Кассета 12. Цвет – белый
[звонок телефона]
– Привет. Узнал?
– Нет.
– Что же ты так?
– Да так как-то. А кто это?
– Кого искал.
– А это ты…
– Что ты Пол и не рад.
– Нет, я рад. Только…
– Ну, извини. Нехорошо получилось. Никто же не знал…
– Ладно, Слон. Проехали. Паспорт-то мне вернут хоть?
– Так. Сейчас посмотрю. Паспорт, редакционное удостоверение, просроченное, между прочим, кошелек… триста рублей с мелочью… всего-то…
– Зато мои.
– … карточка банковская, проездной на метро на две поездки, носовой платок, роллер черный, почти без чернил. Все это с утра лежит в твоем почтовом ящике.
– А телефон?
– Извини, в щель не пролез. Как мне сказали. Он же у тебя доисторический. С таким, наверное, Гагарин космос летал. Нет, вряд ли. Тяжелый очень. Жуков по такому Сталину докладывал о взятии Берлина.
– Не угадал. С таким Крузенштерн в Антарктиду плавал.
– Вот сразу чувствуется в тебе журналист. Все переврал. В Антарктиду плавали Лазарев и Беллинсгаузен. И спонсором была «Нокия», а совсем не «Эриксон».
– Почему это «Нокия»?
– Да потому что Финляндия тогда входила в состав Российской империи.
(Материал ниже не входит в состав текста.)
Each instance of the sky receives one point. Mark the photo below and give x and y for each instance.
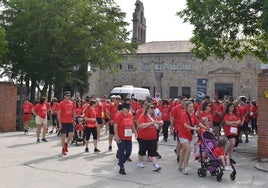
(161, 20)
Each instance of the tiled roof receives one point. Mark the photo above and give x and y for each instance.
(165, 47)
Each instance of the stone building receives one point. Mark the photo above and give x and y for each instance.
(170, 69)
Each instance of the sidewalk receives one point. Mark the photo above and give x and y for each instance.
(26, 163)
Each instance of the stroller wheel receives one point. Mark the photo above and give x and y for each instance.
(219, 179)
(232, 176)
(202, 172)
(213, 173)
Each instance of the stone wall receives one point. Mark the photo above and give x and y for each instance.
(8, 100)
(243, 74)
(263, 117)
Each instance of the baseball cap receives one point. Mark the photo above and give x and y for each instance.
(66, 93)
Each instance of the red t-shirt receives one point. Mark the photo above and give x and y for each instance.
(98, 110)
(217, 108)
(90, 113)
(184, 132)
(218, 151)
(230, 130)
(124, 125)
(165, 113)
(176, 114)
(41, 110)
(67, 109)
(148, 133)
(244, 110)
(27, 108)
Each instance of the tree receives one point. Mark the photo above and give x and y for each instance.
(228, 27)
(46, 38)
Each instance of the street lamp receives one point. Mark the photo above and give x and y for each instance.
(76, 68)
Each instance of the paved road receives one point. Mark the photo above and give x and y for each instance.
(25, 163)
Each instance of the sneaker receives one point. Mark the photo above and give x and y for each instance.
(232, 161)
(66, 147)
(63, 152)
(140, 165)
(185, 171)
(44, 140)
(156, 167)
(158, 155)
(96, 150)
(122, 171)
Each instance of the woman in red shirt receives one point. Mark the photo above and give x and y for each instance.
(91, 125)
(231, 122)
(165, 111)
(40, 112)
(123, 131)
(188, 124)
(148, 125)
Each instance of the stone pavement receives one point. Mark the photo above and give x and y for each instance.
(25, 163)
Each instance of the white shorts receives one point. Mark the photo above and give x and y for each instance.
(39, 120)
(183, 140)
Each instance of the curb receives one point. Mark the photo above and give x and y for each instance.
(262, 166)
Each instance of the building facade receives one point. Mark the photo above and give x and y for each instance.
(169, 68)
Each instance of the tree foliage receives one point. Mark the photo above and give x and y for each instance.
(228, 27)
(46, 38)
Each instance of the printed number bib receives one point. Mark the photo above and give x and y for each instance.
(128, 132)
(233, 130)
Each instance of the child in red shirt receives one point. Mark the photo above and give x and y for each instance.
(220, 154)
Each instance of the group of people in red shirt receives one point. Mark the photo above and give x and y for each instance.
(146, 120)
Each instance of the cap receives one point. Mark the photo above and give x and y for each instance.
(126, 105)
(66, 93)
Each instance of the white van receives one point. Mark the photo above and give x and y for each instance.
(129, 91)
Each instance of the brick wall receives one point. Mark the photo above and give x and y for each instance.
(263, 117)
(8, 99)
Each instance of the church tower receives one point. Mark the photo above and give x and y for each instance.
(139, 24)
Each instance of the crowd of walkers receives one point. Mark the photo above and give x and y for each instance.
(146, 120)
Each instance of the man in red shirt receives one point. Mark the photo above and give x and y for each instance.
(27, 113)
(66, 115)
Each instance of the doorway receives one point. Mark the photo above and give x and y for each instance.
(223, 90)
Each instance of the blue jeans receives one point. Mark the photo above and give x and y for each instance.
(124, 151)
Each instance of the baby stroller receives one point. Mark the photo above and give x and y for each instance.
(79, 131)
(210, 162)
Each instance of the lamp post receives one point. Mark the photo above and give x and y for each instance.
(76, 68)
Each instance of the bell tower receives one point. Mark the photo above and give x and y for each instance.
(139, 24)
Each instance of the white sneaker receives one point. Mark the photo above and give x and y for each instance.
(140, 165)
(185, 171)
(156, 167)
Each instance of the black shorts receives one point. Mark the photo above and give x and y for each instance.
(99, 121)
(111, 129)
(147, 145)
(231, 136)
(88, 131)
(216, 124)
(67, 128)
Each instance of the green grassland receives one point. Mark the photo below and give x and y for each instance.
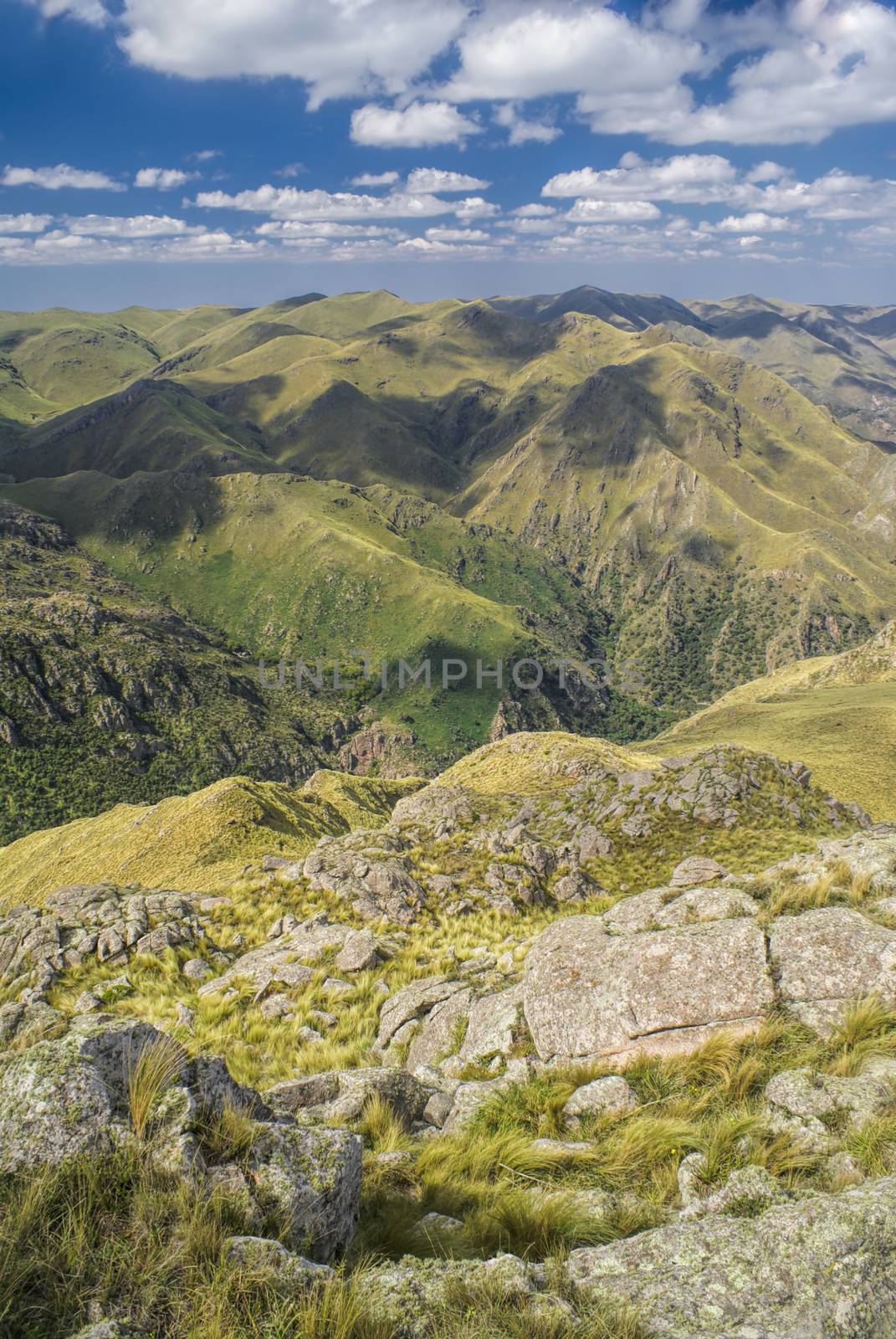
(837, 714)
(563, 475)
– Ну, может быть. Что ж мне теперь из-за этого новый аппарат покупать?
– Нет, новый тебе уже положили. С твоей сим-картой. А эту мобилу я приятелю подарю. Он художник. Из таких граммофонов инсталляции делает. Потом продает. По цене лома. Золотого. Ты чего-то не весел.
– Скула болит.
– Я же сказал, извини. Ты ведь сам попер, как трактор: вынь да положь тебе Ивана. Ребята занервничали. Ничего ведь не сломали. Миша очень аккуратный человек.
– Миша – это… а ну да. Ладно, проехали. Ты звонишь-то чего?
– Вот те раз. Кто кого хотел видеть? Или уже не надо, что ли?
– Да нет, надо бы…
– А о чем говорить будем? Дело какое?
– Ну, как… Лешку Сербова помнишь?
– А то.
– Вот. Карина у него пропала…
– И ты решил… нет Пол, это все когда было. Но если хочешь, давай я зайду к тебе завтра ближе к вечеру. Я как раз в Ямках буду. К родителям надо заскочить. Потом к тебе загляну. На канал сходим, поговорим… идет?
– Давай.
– Ну, пока, до завтра.
[пауза]
Опять Арина исчезла куда-то. Ну, где ее черти носят? Когда надо, никогда ее нет.
[пауза]
Забавно. Я с ней знаком восемь дней. А чувство такое, что всю жизнь с ней прожил. Или нет, не прожил, а проживу.
[пауза]
[звонок телефона]
– Пол ты что прислал?
– Привет Валерик. Что-то не так?
– Ты, может, адресом ошибся? Что это за му…
– Валерик, ты помнишь, что должен мне тонну баксов?
– Эээ ну да… а при чем тут…
– Вот, пока не отдал, постарайся быть вежливым и скажи в чем дело. Словами.
– Хорошо. Словами. Твоя колонка должна быть посвящена морально-нравственным коллизиям. Иногда – этическим.
– Моральные, нравственные, и этические – одно и тоже.
– Значит, эстетическим.
– Эстетических коллизий не бывает.
– Ты будешь слушать или перебивать?
– Слушать.
– Вот. Кто-то напИсал не в туалете, пешеходы проезда не дают, реклама портит вкус блюд, подростки за… ну как это, лучше бы не подрастали. Вот это все – твое. И то, что нам надо. А ты что послал? Или ты хочешь сказать, что ты один такой умный, а все остальные – тупые кретины?